Reputation: 51
Currently, I'm trying to train a dataset upon a VGG-16 model. The issue is that the accuracy doesn't change much, but it isn't stuck to a fixed accuracy. The figure of plot can be seen below. Any suggestions why this happens?
I've followed several guides to fix this issue that is about stuck accuracy, but they don't work.
EDIT:
The input size for the model is 600 images of 224x224x3. Moreover, two labels dog and cat (0,1).
Properties
imageSize = (224,224,3)
epochs = 25
batch_size = 32
Model
from keras.applications.vgg16 import VGG16
vgg = VGG16(input_shape=imageSize,weights=None,include_top=False)
x = Flatten()(vgg.output)
prediction = Dense(1,activation='sigmoid')(x)
model = Model(inputs=vgg.input,outputs=prediction)
model.compile(loss='binary_crossentropy', optimizer='adam',metrics=['accuracy'])
Image Generator
from keras.applications.vgg16 import preprocess_input
from keras.preprocessing import image
from keras.preprocessing.image import ImageDataGenerator
imgGen = ImageDataGenerator(rotation_range=20,
width_shift_range=0.1,
height_shift_range=0.1,
shear_range=0.1,
zoom_range=0.2,
horizontal_flip=True,
vertical_flip=True,
preprocessing_function = preprocess_input)
Fit Model
r = model.fit_generator(imgGen.flow(trainX, trainY, batch_size=batch_size),
validation_data = imgGen.flow(testX, testY, batch_size=batch_size),
epochs=epochs,
steps_per_epoch=len(trainX)//batch_size,
validation_steps=len(testX)//batch_size,
verbose = 1,
)
Upvotes: 5
Views: 10389
Reputation: 35
if you are training your model from scratch, do not forget about the weight initialization - some example is here
Upvotes: 0
Reputation: 293
The absence of fully connected layers before the prediction layer.
You can view the VGG model (and actually most of the other models too) as consisting of
By using include_top=False
, you remove the fully connected layers in the VGG16 model. Therefore, you end up with the feature extractor only. There is no network that uses the features for classification.
Add two fully connected hidden layers between the feature extractor (vgg) and your prediction layer. It is also recommended to use Transfer Learning as your data set is too small for the huge vgg net with millions of parameters.
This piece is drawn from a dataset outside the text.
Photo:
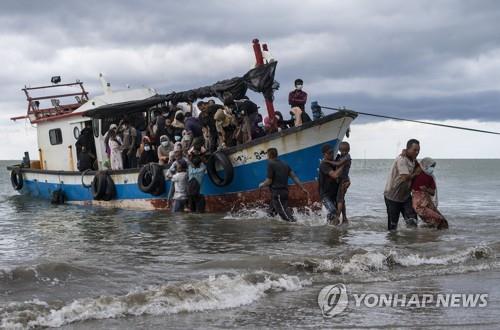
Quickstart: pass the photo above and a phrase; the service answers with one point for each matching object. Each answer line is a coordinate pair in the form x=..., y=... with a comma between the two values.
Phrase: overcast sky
x=434, y=60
The code should look about like this (have not tested it):
# load the model (only the feature extractor) with the imagenet weights
vgg = VGG16(input_shape=imageSize, weights='imagenet', include_top=False, pooling='avg')
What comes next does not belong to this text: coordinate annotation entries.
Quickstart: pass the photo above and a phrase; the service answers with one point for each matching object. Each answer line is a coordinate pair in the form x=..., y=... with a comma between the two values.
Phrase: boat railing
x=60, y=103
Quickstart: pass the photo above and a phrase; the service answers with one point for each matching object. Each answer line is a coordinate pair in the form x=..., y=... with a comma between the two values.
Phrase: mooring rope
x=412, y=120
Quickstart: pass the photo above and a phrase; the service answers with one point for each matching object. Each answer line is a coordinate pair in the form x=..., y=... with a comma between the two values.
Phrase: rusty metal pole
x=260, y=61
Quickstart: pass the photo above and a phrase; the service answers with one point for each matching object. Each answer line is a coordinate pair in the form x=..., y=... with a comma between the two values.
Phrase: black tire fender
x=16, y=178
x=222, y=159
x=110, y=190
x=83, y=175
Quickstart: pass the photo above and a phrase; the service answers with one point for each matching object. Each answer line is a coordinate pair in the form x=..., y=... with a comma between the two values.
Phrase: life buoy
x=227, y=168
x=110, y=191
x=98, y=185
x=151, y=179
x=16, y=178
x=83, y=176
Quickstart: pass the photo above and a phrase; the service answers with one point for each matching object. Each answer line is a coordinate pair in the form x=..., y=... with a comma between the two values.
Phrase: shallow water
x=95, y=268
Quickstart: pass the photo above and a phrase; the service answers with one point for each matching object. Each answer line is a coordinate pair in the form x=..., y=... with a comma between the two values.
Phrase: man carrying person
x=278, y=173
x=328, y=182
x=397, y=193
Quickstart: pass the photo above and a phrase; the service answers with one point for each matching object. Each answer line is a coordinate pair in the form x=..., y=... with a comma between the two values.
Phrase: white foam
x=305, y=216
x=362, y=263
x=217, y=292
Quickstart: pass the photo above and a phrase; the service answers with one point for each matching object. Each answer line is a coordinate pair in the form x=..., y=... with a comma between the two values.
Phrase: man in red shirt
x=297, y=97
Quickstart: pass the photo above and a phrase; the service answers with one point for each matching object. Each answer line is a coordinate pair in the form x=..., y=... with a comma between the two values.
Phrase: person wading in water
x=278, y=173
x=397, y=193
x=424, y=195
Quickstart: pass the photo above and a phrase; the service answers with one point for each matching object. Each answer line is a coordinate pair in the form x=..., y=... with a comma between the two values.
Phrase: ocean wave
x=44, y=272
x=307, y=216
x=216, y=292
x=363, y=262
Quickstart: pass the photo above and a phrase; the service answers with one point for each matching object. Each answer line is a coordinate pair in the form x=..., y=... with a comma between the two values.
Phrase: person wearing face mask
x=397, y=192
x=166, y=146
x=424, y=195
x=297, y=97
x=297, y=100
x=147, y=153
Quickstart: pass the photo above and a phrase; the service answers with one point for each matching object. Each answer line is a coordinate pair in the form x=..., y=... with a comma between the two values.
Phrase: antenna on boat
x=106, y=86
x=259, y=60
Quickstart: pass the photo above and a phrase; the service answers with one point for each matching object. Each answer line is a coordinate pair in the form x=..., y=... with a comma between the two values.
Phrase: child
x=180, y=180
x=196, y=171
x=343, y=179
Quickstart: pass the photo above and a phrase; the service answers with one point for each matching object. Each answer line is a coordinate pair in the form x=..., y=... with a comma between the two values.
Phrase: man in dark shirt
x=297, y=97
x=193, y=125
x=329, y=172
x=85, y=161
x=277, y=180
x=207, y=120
# freeze the feature extractor values, as they're already pretrained on imagenet
vgg.trainable = False
# build the classificator model
model = Sequential()
# use vgg as feature extractor
model.add(vgg)
# add two hidden layers for classification
model.add(Dense(512, activation=('relu'))
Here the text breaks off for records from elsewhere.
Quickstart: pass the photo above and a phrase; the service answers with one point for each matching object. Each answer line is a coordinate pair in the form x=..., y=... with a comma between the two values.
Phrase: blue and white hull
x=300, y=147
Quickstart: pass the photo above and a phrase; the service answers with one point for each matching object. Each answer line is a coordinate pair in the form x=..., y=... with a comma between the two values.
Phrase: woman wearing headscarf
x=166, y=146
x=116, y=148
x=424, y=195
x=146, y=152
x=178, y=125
model.add(Dense(256, activation=('relu'))
# add the prediction layer
model.add(Dense(1, activation=('sigmoid'))
Best wishes and luck to everyone!
Upvotes: 1
Reputation: 785
You were looking for the reason about why it's happening I presume and seems like you didn't get the answer, so here it is...
The reason is in VGGNet, AlexNet the parameter space is huge, to deal with this issue, it doesn't have any sophisticated techniques like BatchNorm used in ResNet and latter models. So in VGGNet to make the model converge you gotta do it yourself, play with the hyperparameters especially the learning rate, the empirical result shows starting with as low as 1e-6 even helps to converge. Also if you could use some different weight initialization for the weights, that would show tremendous result in terms of convergence, cause the default weight initialization doesn't work well in this case. Lastly, let the model train for longer epochs (like 100) as the space (of parameters) is quite bumpy, you'll see it oscillating a bit but with proper lr it'll converge but take some time.
Hope It gives you the intuition a bit...
Upvotes: 2
Reputation: 115
For people who may have similar problems, you can try the followings:
Regards to using pre-trained weights, the benefit of using pre-trained weights is that you can overcome a limitation of small dataset such as OP's situation with 600 images. But you gotta make sure only last few layers are made trainable and rest are made untrainable.
Upvotes: 3
Reputation: 1
25 epochs is not enough, try 100 epochs or 200 epochs
def model(self):
inputs = keras.layers.Input(shape=self.input_Shape)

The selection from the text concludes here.